The Double – 4 stars

The White Bear Theatre, Kennington, London.

Kate McGregor, and her new company Theatre 6, have produced a real gem in this adaptation of Dostoevsky’s novella. A cast of eleven actors and musicians succeed in creating a stark, oppressive and nightmarish feel which suits the story perfectly.

Set in 1848, “right in the eye of the European Revolutionary storm”, it tells the tale of Golyadkin, whose average humdrum life is turned upside down by the arrival of The Double – a man who looks like him, sounds like him, takes his name and eventually, it seems, adopts his entire life. Whether this ‘double’ is a real person or little more than a hallucination of the protagonist’s is never clear in the original, but McGregor has made some definite decisions for her version which makes for an interesting and ominous ending. Her direction of the whole piece is assured, and keeps the pace cracking along nicely.

Ben Galpin plays the lead, Golyadkin, and does so very well indeed, carrying the narrative for around 90 minutes without an interval and not dropping the ball once. His comic ability and timing is a joy to watch, and in his darker more dramatic moments his performance is skillful and sustained.
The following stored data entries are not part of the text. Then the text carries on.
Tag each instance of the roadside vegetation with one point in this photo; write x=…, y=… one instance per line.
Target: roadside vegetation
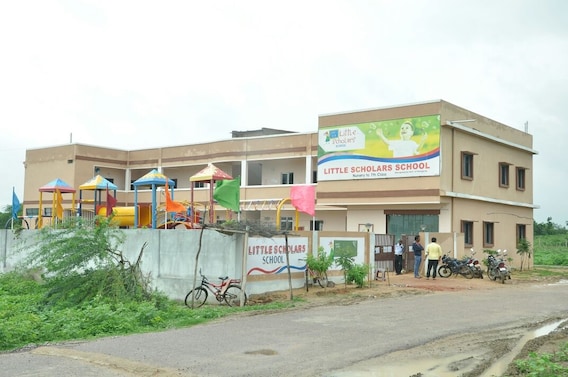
x=78, y=286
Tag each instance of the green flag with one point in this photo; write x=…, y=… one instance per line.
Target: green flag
x=228, y=193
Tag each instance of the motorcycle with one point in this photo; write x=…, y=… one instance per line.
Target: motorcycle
x=455, y=266
x=496, y=267
x=475, y=266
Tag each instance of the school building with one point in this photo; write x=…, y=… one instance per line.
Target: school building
x=430, y=168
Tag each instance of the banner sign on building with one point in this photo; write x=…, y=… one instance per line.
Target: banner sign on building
x=268, y=255
x=396, y=148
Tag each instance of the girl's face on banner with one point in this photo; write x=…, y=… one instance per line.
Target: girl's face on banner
x=406, y=131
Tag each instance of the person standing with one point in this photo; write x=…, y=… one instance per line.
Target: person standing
x=398, y=251
x=417, y=248
x=433, y=254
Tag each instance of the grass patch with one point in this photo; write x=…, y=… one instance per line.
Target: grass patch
x=26, y=320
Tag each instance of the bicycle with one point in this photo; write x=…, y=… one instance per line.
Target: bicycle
x=228, y=290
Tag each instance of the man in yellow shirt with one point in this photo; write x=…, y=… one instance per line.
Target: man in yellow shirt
x=434, y=254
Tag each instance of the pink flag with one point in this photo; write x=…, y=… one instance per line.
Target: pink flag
x=303, y=198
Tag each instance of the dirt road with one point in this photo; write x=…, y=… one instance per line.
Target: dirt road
x=400, y=327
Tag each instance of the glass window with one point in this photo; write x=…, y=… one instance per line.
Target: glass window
x=488, y=234
x=467, y=230
x=521, y=232
x=286, y=223
x=32, y=212
x=521, y=179
x=287, y=178
x=316, y=225
x=411, y=224
x=503, y=174
x=467, y=165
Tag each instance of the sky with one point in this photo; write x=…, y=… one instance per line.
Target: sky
x=145, y=74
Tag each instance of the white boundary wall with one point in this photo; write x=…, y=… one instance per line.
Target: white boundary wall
x=170, y=257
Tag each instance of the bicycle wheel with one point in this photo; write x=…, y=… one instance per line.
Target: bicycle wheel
x=322, y=280
x=444, y=271
x=233, y=295
x=199, y=298
x=466, y=272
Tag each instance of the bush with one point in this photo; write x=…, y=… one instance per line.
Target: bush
x=357, y=274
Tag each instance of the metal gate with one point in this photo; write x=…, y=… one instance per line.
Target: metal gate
x=384, y=252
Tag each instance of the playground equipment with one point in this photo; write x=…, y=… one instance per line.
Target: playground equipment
x=209, y=174
x=57, y=187
x=140, y=214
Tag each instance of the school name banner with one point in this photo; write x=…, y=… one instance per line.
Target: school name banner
x=267, y=256
x=408, y=147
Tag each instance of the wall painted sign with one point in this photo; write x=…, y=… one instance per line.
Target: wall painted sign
x=268, y=255
x=407, y=147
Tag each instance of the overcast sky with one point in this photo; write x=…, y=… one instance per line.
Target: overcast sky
x=142, y=74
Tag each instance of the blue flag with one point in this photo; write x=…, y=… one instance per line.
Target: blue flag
x=16, y=205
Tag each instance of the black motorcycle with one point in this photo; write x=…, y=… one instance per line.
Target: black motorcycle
x=451, y=266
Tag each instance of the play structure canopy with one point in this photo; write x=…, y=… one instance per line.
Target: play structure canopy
x=154, y=179
x=57, y=184
x=210, y=173
x=98, y=183
x=56, y=187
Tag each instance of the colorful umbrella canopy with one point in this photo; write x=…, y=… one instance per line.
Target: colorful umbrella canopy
x=98, y=183
x=57, y=184
x=210, y=173
x=153, y=177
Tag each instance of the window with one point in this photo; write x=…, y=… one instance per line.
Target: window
x=521, y=232
x=287, y=178
x=467, y=165
x=30, y=212
x=503, y=174
x=467, y=230
x=488, y=234
x=316, y=225
x=286, y=223
x=521, y=176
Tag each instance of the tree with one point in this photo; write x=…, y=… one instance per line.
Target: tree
x=82, y=260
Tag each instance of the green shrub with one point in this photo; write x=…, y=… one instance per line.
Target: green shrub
x=357, y=274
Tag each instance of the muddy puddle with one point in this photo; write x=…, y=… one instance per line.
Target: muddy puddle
x=399, y=364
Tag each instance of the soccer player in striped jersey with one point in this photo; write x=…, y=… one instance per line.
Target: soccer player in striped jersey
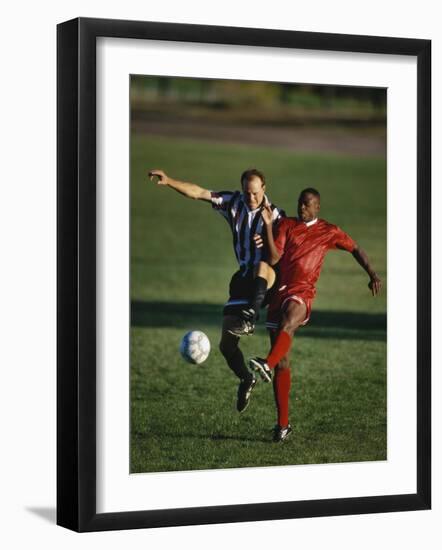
x=299, y=248
x=250, y=216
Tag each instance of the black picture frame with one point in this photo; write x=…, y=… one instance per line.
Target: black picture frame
x=76, y=274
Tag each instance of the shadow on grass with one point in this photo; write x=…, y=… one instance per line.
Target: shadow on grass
x=341, y=325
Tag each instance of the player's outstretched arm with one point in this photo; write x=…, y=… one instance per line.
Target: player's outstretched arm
x=361, y=257
x=190, y=190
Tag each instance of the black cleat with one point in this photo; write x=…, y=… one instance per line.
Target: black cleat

Indeed, there is a wonderful ensemble feel amongst the whole cast, and they work extremely well together bringing out the comedy as well as the drama of the piece. Mention must go to Michael Linsey as Anton, Golyadkin’s friend, and Will Stoney gives a wonderfully understated performance as the doctor and the doorman. In particular, Freddie Machin as Golyadkin Junior is utterly mesmerising. His portrayal of the quiet voraciousness with which his character pursues Golyadkin is an expert display of stillness and focus. He is completely believable throughout in a role that, in less skilled hands, could have been hammy and cringeworthy.

Finally, Amy Cook’s design and Claire Childs’ lighting design also deserve mention. They transform this small black box space simply and to wonderful effect. And the live music from cello and violin provide an extra atmospheric depth.

This is first class fringe theatre, and Kate McGregor’s company is certainly one to watch.